All the above being said, I would still say go for it under the right
conditions. I personally find "hardware" startups 100 times more challenging
and rewarding than web-app or general software startups. No offense to the
software guys, it's just a whole different world when you are producing or
working with physical goods.

If you do pursue it, contact me offline and I might be able to give you some
advice and pointers about things, plus some other products you could
carry/install that go along with the energy conservation theme.

------
Feynman
Actually, there's a few companies out here in California that come out and
install Solar panels on your roof with no cost to you. You use what you need
for your house, then I guess they make money by selling off the excess power.
I'm not totally sure how it all works but I do have a couple coworkers who
swear by it.

------
kynikos
BRK hit a few good points right on the nose.

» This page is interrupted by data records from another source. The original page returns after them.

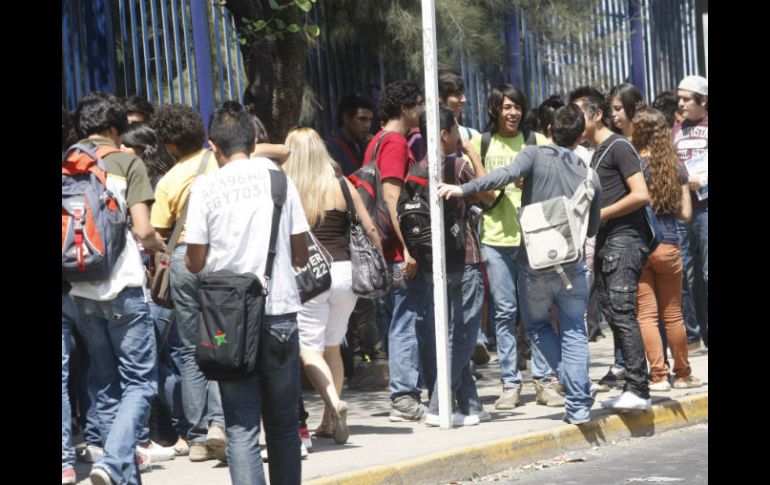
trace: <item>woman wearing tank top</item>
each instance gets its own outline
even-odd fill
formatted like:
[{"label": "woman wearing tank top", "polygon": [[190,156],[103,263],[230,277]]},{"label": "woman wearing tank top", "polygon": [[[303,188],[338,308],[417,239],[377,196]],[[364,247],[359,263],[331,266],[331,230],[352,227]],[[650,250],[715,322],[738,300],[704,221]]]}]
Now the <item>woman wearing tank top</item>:
[{"label": "woman wearing tank top", "polygon": [[[297,128],[286,137],[291,150],[283,165],[300,194],[313,234],[333,258],[332,286],[308,300],[297,315],[300,356],[310,382],[324,400],[324,416],[316,436],[348,440],[347,408],[340,400],[344,368],[340,344],[358,297],[352,290],[350,241],[345,197],[333,160],[321,137],[311,128]],[[382,251],[377,230],[353,185],[346,180],[361,223],[372,243]]]},{"label": "woman wearing tank top", "polygon": [[702,383],[692,375],[688,361],[681,306],[682,255],[675,222],[687,221],[692,216],[687,176],[676,163],[671,130],[663,113],[643,108],[636,112],[633,127],[633,143],[642,159],[652,208],[663,232],[663,240],[642,269],[636,297],[644,350],[650,363],[650,391],[671,390],[658,330],[661,316],[674,357],[674,387],[699,387]]}]

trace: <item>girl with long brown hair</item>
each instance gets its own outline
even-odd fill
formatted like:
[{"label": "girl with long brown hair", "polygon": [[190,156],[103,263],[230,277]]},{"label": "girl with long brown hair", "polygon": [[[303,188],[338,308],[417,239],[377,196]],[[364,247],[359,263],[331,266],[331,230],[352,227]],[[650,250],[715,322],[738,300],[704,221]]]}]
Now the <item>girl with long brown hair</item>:
[{"label": "girl with long brown hair", "polygon": [[642,159],[652,208],[663,232],[663,240],[642,270],[636,297],[644,350],[650,363],[650,390],[671,389],[658,330],[661,316],[674,358],[674,387],[699,387],[702,383],[692,376],[687,354],[681,307],[682,256],[676,232],[676,219],[687,221],[692,216],[687,175],[684,167],[677,164],[671,129],[663,113],[653,108],[638,110],[633,130],[633,144]]}]

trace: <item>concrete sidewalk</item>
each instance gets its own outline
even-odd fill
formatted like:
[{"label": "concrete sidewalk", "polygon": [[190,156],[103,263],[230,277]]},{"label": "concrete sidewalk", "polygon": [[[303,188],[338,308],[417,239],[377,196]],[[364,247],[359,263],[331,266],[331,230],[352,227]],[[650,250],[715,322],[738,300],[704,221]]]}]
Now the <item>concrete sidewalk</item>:
[{"label": "concrete sidewalk", "polygon": [[[612,336],[589,344],[590,376],[600,379],[612,363]],[[618,394],[599,393],[590,423],[575,426],[562,421],[564,408],[535,404],[534,386],[524,372],[523,406],[495,411],[501,391],[497,359],[479,370],[479,395],[492,421],[478,426],[441,430],[419,423],[391,423],[387,392],[345,389],[349,403],[350,440],[336,445],[313,439],[313,452],[302,462],[303,483],[420,484],[448,483],[483,475],[517,464],[552,458],[569,450],[585,449],[629,436],[648,436],[665,429],[708,421],[708,353],[690,353],[693,374],[704,382],[697,389],[652,393],[653,411],[617,415],[601,408],[601,401]],[[314,392],[303,393],[312,430],[320,423],[323,403]],[[427,392],[423,391],[423,400]],[[264,436],[262,437],[264,442]],[[87,464],[78,464],[78,483],[88,484]],[[265,468],[267,474],[267,465]],[[227,467],[216,461],[191,463],[185,457],[156,463],[142,474],[145,485],[229,484]]]}]

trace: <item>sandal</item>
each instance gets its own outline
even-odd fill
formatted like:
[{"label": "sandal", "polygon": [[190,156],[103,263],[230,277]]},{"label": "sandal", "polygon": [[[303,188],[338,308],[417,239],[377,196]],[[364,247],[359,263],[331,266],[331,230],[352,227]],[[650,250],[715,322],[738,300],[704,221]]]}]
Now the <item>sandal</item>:
[{"label": "sandal", "polygon": [[321,423],[313,432],[316,438],[334,438],[334,428],[332,423]]}]

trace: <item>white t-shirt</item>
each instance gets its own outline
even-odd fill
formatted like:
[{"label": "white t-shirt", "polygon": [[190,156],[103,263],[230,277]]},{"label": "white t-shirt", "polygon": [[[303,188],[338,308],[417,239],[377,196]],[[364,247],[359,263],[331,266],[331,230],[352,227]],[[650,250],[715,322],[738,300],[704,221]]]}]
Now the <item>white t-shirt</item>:
[{"label": "white t-shirt", "polygon": [[[209,245],[207,271],[253,273],[264,283],[273,220],[268,170],[280,169],[267,158],[236,160],[198,177],[192,185],[185,238],[188,244]],[[297,188],[287,179],[273,277],[267,287],[268,315],[302,308],[291,266],[290,235],[309,230]]]}]

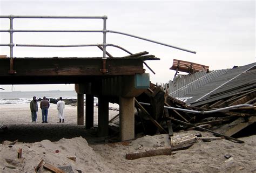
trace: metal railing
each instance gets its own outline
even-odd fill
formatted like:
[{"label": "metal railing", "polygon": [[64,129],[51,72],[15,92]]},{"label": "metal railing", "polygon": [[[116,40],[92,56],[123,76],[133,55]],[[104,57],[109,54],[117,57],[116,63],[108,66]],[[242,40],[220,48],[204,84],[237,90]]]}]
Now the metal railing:
[{"label": "metal railing", "polygon": [[[0,30],[0,32],[5,32],[10,33],[10,43],[9,44],[0,44],[0,46],[9,46],[10,47],[10,58],[14,58],[14,46],[26,46],[26,47],[85,47],[85,46],[102,46],[103,47],[103,59],[106,59],[106,46],[114,46],[120,49],[127,52],[123,47],[119,46],[112,44],[106,44],[106,33],[114,33],[132,37],[144,40],[147,41],[150,41],[162,45],[164,46],[179,49],[182,51],[188,52],[190,53],[196,53],[196,52],[190,51],[187,49],[178,47],[172,46],[169,44],[156,41],[153,40],[150,40],[147,38],[132,35],[124,32],[115,31],[112,30],[106,30],[106,19],[107,16],[0,16],[0,18],[9,18],[10,19],[10,29],[9,30]],[[103,20],[103,29],[100,30],[15,30],[14,29],[14,19],[15,18],[38,18],[38,19],[102,19]],[[14,43],[13,33],[14,32],[102,32],[103,33],[103,41],[102,44],[79,44],[79,45],[31,45],[31,44],[16,44]]]}]

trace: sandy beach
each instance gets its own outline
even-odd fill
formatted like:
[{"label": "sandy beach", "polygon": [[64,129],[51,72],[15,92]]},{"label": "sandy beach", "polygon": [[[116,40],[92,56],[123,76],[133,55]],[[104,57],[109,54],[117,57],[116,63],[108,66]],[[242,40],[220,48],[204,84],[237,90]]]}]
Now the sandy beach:
[{"label": "sandy beach", "polygon": [[[35,172],[40,161],[54,166],[71,165],[74,172],[256,172],[256,136],[240,138],[244,143],[226,140],[204,142],[198,140],[190,148],[174,151],[172,155],[160,155],[134,160],[125,158],[126,154],[170,146],[167,134],[145,136],[125,143],[105,143],[97,137],[96,129],[86,130],[77,126],[76,107],[65,107],[65,122],[58,123],[56,105],[51,104],[49,123],[32,123],[28,105],[1,105],[0,125],[8,129],[1,132],[0,172]],[[95,108],[95,122],[97,108]],[[110,118],[117,114],[110,110]],[[176,133],[197,134],[214,136],[201,132]],[[8,147],[10,141],[18,142]],[[22,148],[21,158],[17,150]],[[59,152],[56,153],[56,150]],[[227,159],[224,157],[230,154]],[[76,156],[74,161],[68,157]],[[38,172],[50,172],[41,168]]]}]

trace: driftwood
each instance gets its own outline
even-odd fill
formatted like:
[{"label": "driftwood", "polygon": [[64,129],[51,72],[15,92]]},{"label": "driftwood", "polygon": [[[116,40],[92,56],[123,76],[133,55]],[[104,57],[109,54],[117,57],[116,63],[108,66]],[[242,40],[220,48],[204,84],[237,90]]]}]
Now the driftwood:
[{"label": "driftwood", "polygon": [[171,155],[172,148],[171,147],[160,148],[143,152],[135,152],[126,154],[127,160],[134,160],[142,157],[151,157],[158,155]]},{"label": "driftwood", "polygon": [[44,164],[44,168],[46,168],[48,170],[50,170],[50,171],[52,171],[53,172],[55,173],[65,173],[63,170],[61,169],[55,167],[53,165],[50,164],[50,163],[45,163]]},{"label": "driftwood", "polygon": [[42,165],[43,164],[43,162],[44,162],[44,160],[42,159],[42,161],[40,162],[40,163],[38,164],[38,165],[37,165],[37,167],[35,167],[34,168],[35,168],[35,170],[36,171],[36,172],[37,172],[37,171],[39,170],[39,169],[40,169],[40,168],[41,168],[42,167]]},{"label": "driftwood", "polygon": [[76,162],[77,157],[76,156],[72,156],[72,157],[68,157],[68,158],[72,160],[72,161]]},{"label": "driftwood", "polygon": [[172,155],[172,151],[187,149],[193,144],[193,143],[186,143],[173,147],[162,148],[146,151],[131,153],[126,154],[126,158],[127,160],[134,160],[142,157],[151,157],[163,155]]},{"label": "driftwood", "polygon": [[17,152],[18,153],[18,158],[21,158],[22,155],[22,148],[19,148]]},{"label": "driftwood", "polygon": [[183,134],[172,137],[171,146],[180,146],[196,142],[197,136],[192,134]]},{"label": "driftwood", "polygon": [[14,142],[10,142],[8,145],[14,145],[17,142],[18,142],[18,140],[14,141]]},{"label": "driftwood", "polygon": [[174,118],[170,117],[169,117],[168,119],[171,119],[172,120],[173,120],[174,121],[176,121],[176,122],[178,122],[184,124],[186,124],[186,125],[187,125],[187,126],[191,126],[194,127],[196,128],[197,128],[197,129],[200,129],[200,130],[203,130],[211,132],[211,133],[213,133],[213,134],[214,134],[216,135],[219,136],[224,136],[226,139],[228,139],[228,140],[230,140],[235,141],[238,142],[238,143],[244,143],[244,142],[245,142],[242,141],[238,140],[237,139],[232,137],[230,137],[230,136],[227,136],[227,135],[224,135],[224,134],[221,134],[220,133],[216,133],[216,132],[213,132],[212,130],[209,130],[209,129],[206,129],[206,128],[203,128],[203,127],[197,126],[196,126],[193,124],[192,124],[192,123],[187,123],[187,122],[184,122],[184,121],[180,121],[180,120],[176,120]]},{"label": "driftwood", "polygon": [[223,140],[224,137],[197,137],[197,140]]}]

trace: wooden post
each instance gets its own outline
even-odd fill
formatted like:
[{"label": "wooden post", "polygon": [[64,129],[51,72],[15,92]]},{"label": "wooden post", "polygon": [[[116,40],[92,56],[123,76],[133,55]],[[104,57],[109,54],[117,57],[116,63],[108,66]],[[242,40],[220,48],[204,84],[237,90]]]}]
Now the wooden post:
[{"label": "wooden post", "polygon": [[85,95],[85,128],[90,129],[93,127],[93,95]]},{"label": "wooden post", "polygon": [[84,94],[77,94],[77,125],[84,125]]},{"label": "wooden post", "polygon": [[109,102],[106,98],[98,98],[98,135],[106,136],[109,135]]}]

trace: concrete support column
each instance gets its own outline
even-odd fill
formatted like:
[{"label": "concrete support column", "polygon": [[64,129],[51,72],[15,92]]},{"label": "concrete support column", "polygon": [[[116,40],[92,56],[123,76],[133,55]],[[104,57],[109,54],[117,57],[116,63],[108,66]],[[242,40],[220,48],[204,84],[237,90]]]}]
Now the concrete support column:
[{"label": "concrete support column", "polygon": [[98,98],[98,135],[106,136],[109,135],[109,102],[106,98]]},{"label": "concrete support column", "polygon": [[134,97],[119,98],[119,127],[122,141],[134,138]]},{"label": "concrete support column", "polygon": [[77,125],[84,125],[84,94],[77,94]]},{"label": "concrete support column", "polygon": [[85,95],[85,128],[90,129],[93,127],[93,95]]}]

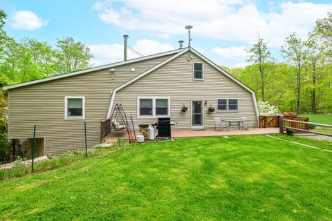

It's definitely a burgeoning industry, but you really do need a decent amount
of certification to be taken seriously. I used to work in clean energy and it
is becoming somewhat of a crowded field, especially for residential solar.
You'd be setting yourself up for some strong future business, but right now
the costs of solar installation for homeowners is quite high, especially
considering the federal tax credit for solar systems is about to expire. There
might be some more incentives that will drive increased use under the next
president, but there likely won't be much within the next half-year.

Not sure how things are where you live, but the geographic market I was
working in saw mostly retrofits and very little integration with new
construction. As the cost of producing solar panels continues to decrease,
you'll be strengthening your position, but until that happens you likely won't
be making very much money.

Another thing to consider is the proliferation of larger solar companies that
operate on a franchise model and include service and maintenance into the cost
of the system.

If you're very passionate about clean energy and have the time to dedicate
over the next 5-10 years, I say go for it, otherwise you won't see very strong
returns. Just my 2c...

------
pjackson
I think it's a good idea. However, as with any venture, do your homework.

Research the market size, the barriers to entry, the competition, how you
might differentiate yourself, the threat of a disruptive technology making you
obsolete, etc.

The solar panels currently in widespread use are:

* Expensive * Limited in Capacity * Fragile-ish

So if I were you, I'd be looking at third-gen solar and finding ways to bring
that to people in ways your competition cannot.

------
jbryanscott
Check out NanoSolar. They have built solar cell printing technology that
prints much faster and much cheaper than anything else on the market. The
material installs somewhat like wallpaper.

<http://www.nanosolar.com/>

------
vaksel
I'm pretty sure this is already being done on a large scale, so I'm guessing
the concept has been proven. I believe energy companies also subsidize
households that go this way, so you can use that for marketing etc

------
altay
i know some folks who'd be good to talk to. toss me an email and i'll put you
in touch.

------
noodle
sounds like a good idea for a small service business. some markets would be
better suited for it than others, though.